IL CASO: Il lago arretra e il deserto avanza

È mattina a Bol, la luce dell’alba si riflette sulle acque del lago Ciad e guardando l’orizzonte con occhi socchiusi per proteggersi dal riflesso del sole si scorgono decine di piroghe. Un’imbarcazione sta per raggiungere la riva, un uomo in piedi, a poppa, fa leva su un vecchio ramo per orientare la chiatta, altri due traghettatori a prua pagaiano senza sosta e la vecchia barca scivola sul nastro d’argento dell’acqua come un rasoio. Decine di donne, contornate da veli color dell’iride, sbarcano sulla spiaggia con le proprie mercanzie da vendere al mercato del principale centro rivierasco. Provengono dalle isole del lago dove la desertificazione sta falcidiando la popolazione e infatti portano con sé gerle colme di rimasugli di sopravvivenza: poco pesce e pochissima carne, istantanea di una vita sotto sfratto del deserto. Per comprendere cos’è quindi la desertificazione nel bacino del lago Ciad, la cui superficie si è ridotta del 90% rispetto agli anni ‘60 del secolo scorso a causa del cambiamento climatico, della costruzione di dighe sui fiumi immissari e dell’aumento della popolazione, occorre salire su una delle vecchie piroghe, lasciarsi alle spalle la città di Bol per addentrarsi nell’arcipelago di isole che punteggiano il lago.
L’isola di Yiga è uno dei posti dove maggiormente è visibile l’arretramento delle acque. Alcune donne sono sedute sotto un piccolo albero, dei bambini dormono dentro una capanna, un’altra ragazzina beve da un bidone dell’acqua che poi travasa in una ciotola per darla al fratello più piccolo. Per sopravvivere al calore e al deserto la gente ha imparato a limitare al minimo e all’essenziale i propri sforzi. Alcuni ragazzini rincorrono un pallone e subito vengono rimproverati. Non c’è più tempo per nient’altro che non sia l’essenziale: nessun gioco, nessun piacere, nessuna concessione né alle ore sacre e neppure a quelle volgari può essere fatta. Con la temperatura che supera i 50 gradi, l’acqua che per essere bevuta deve essere fatta bollire e la terra che come prodotto dà unicamente sabbia, solo il necessario per sopravvivere è consentito.

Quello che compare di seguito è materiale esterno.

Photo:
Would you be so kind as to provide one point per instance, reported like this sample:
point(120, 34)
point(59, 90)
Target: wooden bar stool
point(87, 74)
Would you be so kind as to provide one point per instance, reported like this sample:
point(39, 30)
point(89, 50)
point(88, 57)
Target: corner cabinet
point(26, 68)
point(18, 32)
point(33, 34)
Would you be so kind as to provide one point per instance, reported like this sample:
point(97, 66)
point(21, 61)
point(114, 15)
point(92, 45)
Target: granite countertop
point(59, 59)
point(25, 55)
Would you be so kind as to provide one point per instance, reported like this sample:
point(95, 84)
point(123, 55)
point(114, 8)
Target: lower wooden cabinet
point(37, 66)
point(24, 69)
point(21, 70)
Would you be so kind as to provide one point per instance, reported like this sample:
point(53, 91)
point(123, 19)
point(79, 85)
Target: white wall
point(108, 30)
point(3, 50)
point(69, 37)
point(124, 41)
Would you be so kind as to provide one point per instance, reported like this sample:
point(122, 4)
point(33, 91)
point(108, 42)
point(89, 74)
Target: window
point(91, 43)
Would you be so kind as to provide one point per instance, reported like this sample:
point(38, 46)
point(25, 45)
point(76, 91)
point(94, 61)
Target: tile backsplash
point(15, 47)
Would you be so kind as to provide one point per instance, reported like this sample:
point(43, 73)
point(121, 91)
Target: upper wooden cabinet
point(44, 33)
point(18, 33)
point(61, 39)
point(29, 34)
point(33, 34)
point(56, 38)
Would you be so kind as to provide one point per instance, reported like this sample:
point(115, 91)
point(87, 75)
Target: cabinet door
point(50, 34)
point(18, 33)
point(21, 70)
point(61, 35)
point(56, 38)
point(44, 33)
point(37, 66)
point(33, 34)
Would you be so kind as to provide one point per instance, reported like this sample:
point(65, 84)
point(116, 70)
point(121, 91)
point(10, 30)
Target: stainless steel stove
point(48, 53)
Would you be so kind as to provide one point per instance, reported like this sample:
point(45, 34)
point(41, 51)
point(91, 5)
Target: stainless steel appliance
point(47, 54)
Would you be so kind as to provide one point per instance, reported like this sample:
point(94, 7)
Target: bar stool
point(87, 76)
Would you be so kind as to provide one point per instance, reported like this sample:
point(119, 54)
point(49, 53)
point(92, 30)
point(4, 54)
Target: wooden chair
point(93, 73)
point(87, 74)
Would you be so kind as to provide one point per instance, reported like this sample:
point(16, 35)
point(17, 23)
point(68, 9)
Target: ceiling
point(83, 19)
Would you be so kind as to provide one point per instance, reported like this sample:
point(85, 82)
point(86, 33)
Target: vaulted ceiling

«Io ho abbastanza anni per ricordarmi com’era prima che tutto questo disastro iniziasse. Il lago era popolato da tantissimi animali, e noi vivevamo di pesca e di agricoltura. Non ci puoi credere? Invece era così, tanto pesce e pesci grandi, numerosi, come mettevamo le reti in acqua queste subito si riempivano e poi vacche, capre, dromedari. Poi è iniziata la crisi e oggi non c’è più nulla. Questo è quello che abbiamo». Motoye Dougoumi, capo della comunità afferra una manciata di sabbia e la lascia scivolare nel pugno e prosegue: «Siamo 700 persone e non c’è niente. Una sola fontana d’acqua e per raggiungerla occorre fare chilometri. Le terre sono sempre meno e per questo scoppiano tensioni tra le diverse comunità. Se il Governo e la comunità internazionale non trovano al più presto una soluzione qui si verificherà una tragedia assoluta».

Un ulteriore ritratto della disperazione che strozza la popolazione è il volto dei fratelli Bokar e Aboukar Aboukarmi. Sono due pescatori e raccontano che il pesce è poco e quindi il costo è aumentato vertiginosamente. Spiegano che mancano i soldi per far riparare le reti e per aggiungere un rattoppo in più alle piroghe divorate dal tempo e dalla miseria. Poi, a bordo delle imbarcazioni, si dirigono a visionare le nasse e le reti che la sera prima hanno disposto a pochi metri dalla riva. Spingono le barche in acqua, poche pagaiate ed ecco che iniziano a controllare i frutti della pesca ed inclemente si manifesta la realtà: i loro occhi diventano terribilmente melanconici quando le mani callose sollevano le reti logore dove sono intrappolati solo una decina di piccoli pesci: troppo piccoli e troppo pochi per colmare pance che sono sempre più vuote e bocche sempre più affamate.